|Published||Joan Riczo alias oliva fillo de mastro dominico Riczo alias oliva fecit carta nauticatoria in napolle adi 2 de frebaro ano domini 1586. [Naples, 1586]|
|Dimensions||860 x 460 mm|
A superb late-sixteenth century portolan chart of the Mediterranean Sea, hand inked in black, red, and green on vellum and heightened with silver and gold. The map is oriented with the Iberian peninsula, Straits of Gibraltar, and Northwest coast of Africa at top, facing the nape of the skin, which has been embellished with a large illustration of Christ on the Cross. The coasts of the Mediterranean are annotated with place names, and the islands of the Mediterranean, particularly the Balearics, Sicily, and Cyprus are heavily outlined. Seven large compass roses are positioned across many of the intersections of the charts numerous rhumb-lines, and principal cities are shown pictorially, either flying the flags of their relevant Christian kingdoms, or in the case of Islamic cities, a black crescent on a red field. Jerusalem features a prominent illustration of the hill of Golgotha, with the black cross of Christ flanked by the crosses of the thieves in red. The red sea is washed with red ink, and along the left hand side of the map, inland from the North African coast, are illustrations of a lion, an elephant, a pair of camels, and a monkey in a palm tree.

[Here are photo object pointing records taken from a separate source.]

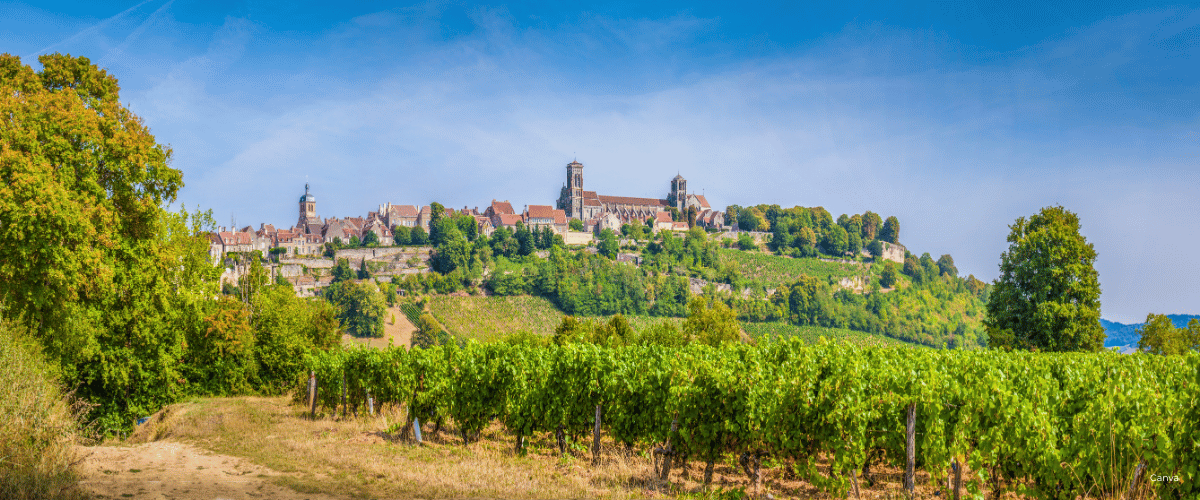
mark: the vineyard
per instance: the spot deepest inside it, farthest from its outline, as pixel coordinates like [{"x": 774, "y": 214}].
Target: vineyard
[
  {"x": 1051, "y": 426},
  {"x": 779, "y": 330},
  {"x": 485, "y": 319},
  {"x": 774, "y": 271}
]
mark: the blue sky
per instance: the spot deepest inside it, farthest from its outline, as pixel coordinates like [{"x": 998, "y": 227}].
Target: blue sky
[{"x": 954, "y": 116}]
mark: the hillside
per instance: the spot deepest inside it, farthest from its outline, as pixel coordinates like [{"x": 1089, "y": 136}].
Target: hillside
[
  {"x": 490, "y": 318},
  {"x": 778, "y": 330},
  {"x": 773, "y": 271},
  {"x": 1121, "y": 335}
]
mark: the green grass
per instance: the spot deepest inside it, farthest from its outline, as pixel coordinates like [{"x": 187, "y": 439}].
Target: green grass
[
  {"x": 491, "y": 318},
  {"x": 777, "y": 270},
  {"x": 811, "y": 333}
]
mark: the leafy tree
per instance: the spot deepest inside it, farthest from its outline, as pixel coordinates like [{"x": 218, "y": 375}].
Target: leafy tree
[
  {"x": 871, "y": 224},
  {"x": 946, "y": 265},
  {"x": 835, "y": 241},
  {"x": 609, "y": 246},
  {"x": 223, "y": 353},
  {"x": 853, "y": 241},
  {"x": 876, "y": 248},
  {"x": 731, "y": 215},
  {"x": 437, "y": 212},
  {"x": 526, "y": 241},
  {"x": 888, "y": 276},
  {"x": 401, "y": 235},
  {"x": 745, "y": 242},
  {"x": 891, "y": 232},
  {"x": 341, "y": 271},
  {"x": 1159, "y": 336},
  {"x": 360, "y": 307},
  {"x": 711, "y": 324},
  {"x": 371, "y": 239},
  {"x": 103, "y": 276},
  {"x": 419, "y": 236},
  {"x": 1048, "y": 294}
]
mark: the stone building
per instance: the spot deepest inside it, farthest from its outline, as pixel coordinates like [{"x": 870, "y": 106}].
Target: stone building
[{"x": 593, "y": 208}]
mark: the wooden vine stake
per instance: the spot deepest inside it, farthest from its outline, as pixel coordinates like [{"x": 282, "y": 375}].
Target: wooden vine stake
[
  {"x": 1137, "y": 476},
  {"x": 312, "y": 395},
  {"x": 667, "y": 453},
  {"x": 911, "y": 452},
  {"x": 595, "y": 439},
  {"x": 958, "y": 480}
]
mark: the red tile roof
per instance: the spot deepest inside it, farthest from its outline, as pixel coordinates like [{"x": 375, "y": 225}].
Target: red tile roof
[
  {"x": 509, "y": 218},
  {"x": 402, "y": 211},
  {"x": 629, "y": 200},
  {"x": 502, "y": 208},
  {"x": 540, "y": 211}
]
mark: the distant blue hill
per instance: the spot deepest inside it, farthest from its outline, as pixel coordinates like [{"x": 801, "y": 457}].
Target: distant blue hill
[{"x": 1120, "y": 333}]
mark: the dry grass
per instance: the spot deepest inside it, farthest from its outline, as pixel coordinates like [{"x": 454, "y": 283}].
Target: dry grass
[
  {"x": 39, "y": 425},
  {"x": 359, "y": 458}
]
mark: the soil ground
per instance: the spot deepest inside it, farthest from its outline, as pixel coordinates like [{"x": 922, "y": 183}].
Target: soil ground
[
  {"x": 394, "y": 333},
  {"x": 177, "y": 470},
  {"x": 268, "y": 447}
]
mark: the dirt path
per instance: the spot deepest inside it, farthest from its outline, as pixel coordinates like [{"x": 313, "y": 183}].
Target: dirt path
[
  {"x": 172, "y": 470},
  {"x": 399, "y": 333}
]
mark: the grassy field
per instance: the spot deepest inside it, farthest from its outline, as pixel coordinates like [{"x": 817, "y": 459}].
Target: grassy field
[
  {"x": 811, "y": 333},
  {"x": 491, "y": 318},
  {"x": 271, "y": 440},
  {"x": 775, "y": 270}
]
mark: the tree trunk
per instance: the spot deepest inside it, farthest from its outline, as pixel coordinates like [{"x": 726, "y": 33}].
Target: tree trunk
[{"x": 911, "y": 450}]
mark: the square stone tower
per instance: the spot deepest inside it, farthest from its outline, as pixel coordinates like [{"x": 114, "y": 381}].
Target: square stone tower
[{"x": 575, "y": 190}]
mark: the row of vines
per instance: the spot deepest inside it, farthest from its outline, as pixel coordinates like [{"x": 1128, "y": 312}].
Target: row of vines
[{"x": 1051, "y": 426}]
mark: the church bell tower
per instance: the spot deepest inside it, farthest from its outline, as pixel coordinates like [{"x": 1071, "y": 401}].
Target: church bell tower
[
  {"x": 575, "y": 190},
  {"x": 307, "y": 210}
]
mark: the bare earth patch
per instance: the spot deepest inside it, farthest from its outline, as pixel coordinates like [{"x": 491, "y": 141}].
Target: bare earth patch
[
  {"x": 175, "y": 470},
  {"x": 399, "y": 333}
]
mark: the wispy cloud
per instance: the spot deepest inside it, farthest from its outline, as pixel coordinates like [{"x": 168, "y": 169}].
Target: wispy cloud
[{"x": 957, "y": 140}]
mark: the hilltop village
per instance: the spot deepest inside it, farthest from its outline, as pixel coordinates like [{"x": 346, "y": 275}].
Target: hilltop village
[{"x": 303, "y": 246}]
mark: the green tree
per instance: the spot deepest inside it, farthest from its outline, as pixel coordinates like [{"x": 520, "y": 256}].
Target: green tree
[
  {"x": 437, "y": 212},
  {"x": 609, "y": 246},
  {"x": 103, "y": 276},
  {"x": 371, "y": 239},
  {"x": 888, "y": 276},
  {"x": 1159, "y": 336},
  {"x": 401, "y": 235},
  {"x": 360, "y": 307},
  {"x": 1048, "y": 294},
  {"x": 419, "y": 236},
  {"x": 711, "y": 324},
  {"x": 946, "y": 265},
  {"x": 876, "y": 248},
  {"x": 871, "y": 224},
  {"x": 891, "y": 230},
  {"x": 835, "y": 241}
]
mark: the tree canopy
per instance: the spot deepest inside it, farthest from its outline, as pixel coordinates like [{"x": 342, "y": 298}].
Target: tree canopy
[{"x": 1048, "y": 294}]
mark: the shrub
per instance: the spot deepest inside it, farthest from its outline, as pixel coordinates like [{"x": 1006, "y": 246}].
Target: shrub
[{"x": 39, "y": 423}]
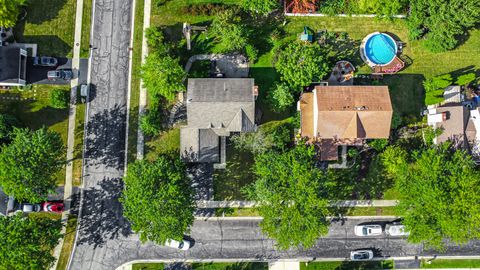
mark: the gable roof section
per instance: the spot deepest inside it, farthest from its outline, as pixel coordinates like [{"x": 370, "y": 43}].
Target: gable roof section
[{"x": 349, "y": 112}]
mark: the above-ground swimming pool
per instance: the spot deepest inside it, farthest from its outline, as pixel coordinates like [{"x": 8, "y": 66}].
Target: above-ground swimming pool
[{"x": 379, "y": 49}]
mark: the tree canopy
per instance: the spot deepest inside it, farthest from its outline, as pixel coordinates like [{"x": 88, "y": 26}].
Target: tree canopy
[
  {"x": 300, "y": 64},
  {"x": 440, "y": 22},
  {"x": 227, "y": 29},
  {"x": 157, "y": 199},
  {"x": 162, "y": 76},
  {"x": 27, "y": 243},
  {"x": 9, "y": 11},
  {"x": 29, "y": 163},
  {"x": 262, "y": 7},
  {"x": 289, "y": 191},
  {"x": 439, "y": 193}
]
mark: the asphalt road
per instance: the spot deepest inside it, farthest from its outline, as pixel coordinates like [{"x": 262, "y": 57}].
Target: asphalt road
[
  {"x": 101, "y": 217},
  {"x": 242, "y": 239}
]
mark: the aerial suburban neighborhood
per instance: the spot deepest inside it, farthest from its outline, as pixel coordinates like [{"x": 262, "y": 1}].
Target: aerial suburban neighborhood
[{"x": 239, "y": 134}]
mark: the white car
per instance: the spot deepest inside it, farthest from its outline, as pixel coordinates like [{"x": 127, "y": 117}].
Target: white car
[
  {"x": 361, "y": 255},
  {"x": 396, "y": 230},
  {"x": 368, "y": 230},
  {"x": 182, "y": 245}
]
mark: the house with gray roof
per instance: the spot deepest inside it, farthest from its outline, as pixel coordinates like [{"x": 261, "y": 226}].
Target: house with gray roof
[
  {"x": 216, "y": 108},
  {"x": 13, "y": 66}
]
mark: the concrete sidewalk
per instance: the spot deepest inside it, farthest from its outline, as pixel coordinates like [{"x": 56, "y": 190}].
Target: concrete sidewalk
[{"x": 250, "y": 204}]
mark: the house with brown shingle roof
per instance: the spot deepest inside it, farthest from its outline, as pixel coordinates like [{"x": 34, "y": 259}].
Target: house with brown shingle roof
[
  {"x": 344, "y": 115},
  {"x": 216, "y": 107}
]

Joan Oliva (fl.1570-1614) was an Italian cartographer, and a scion of the Oliva family, a dynasty of mapmakers who specialised in portolan charts, cornering the market for most of the sixteenth and seventeenth centuries and running studios in Italy, Malta, Sicily, and Marseilles.
Condition: Small chips to edges of sheet, particularly at bottom. Old vellum overlaid repair to nape of sheet.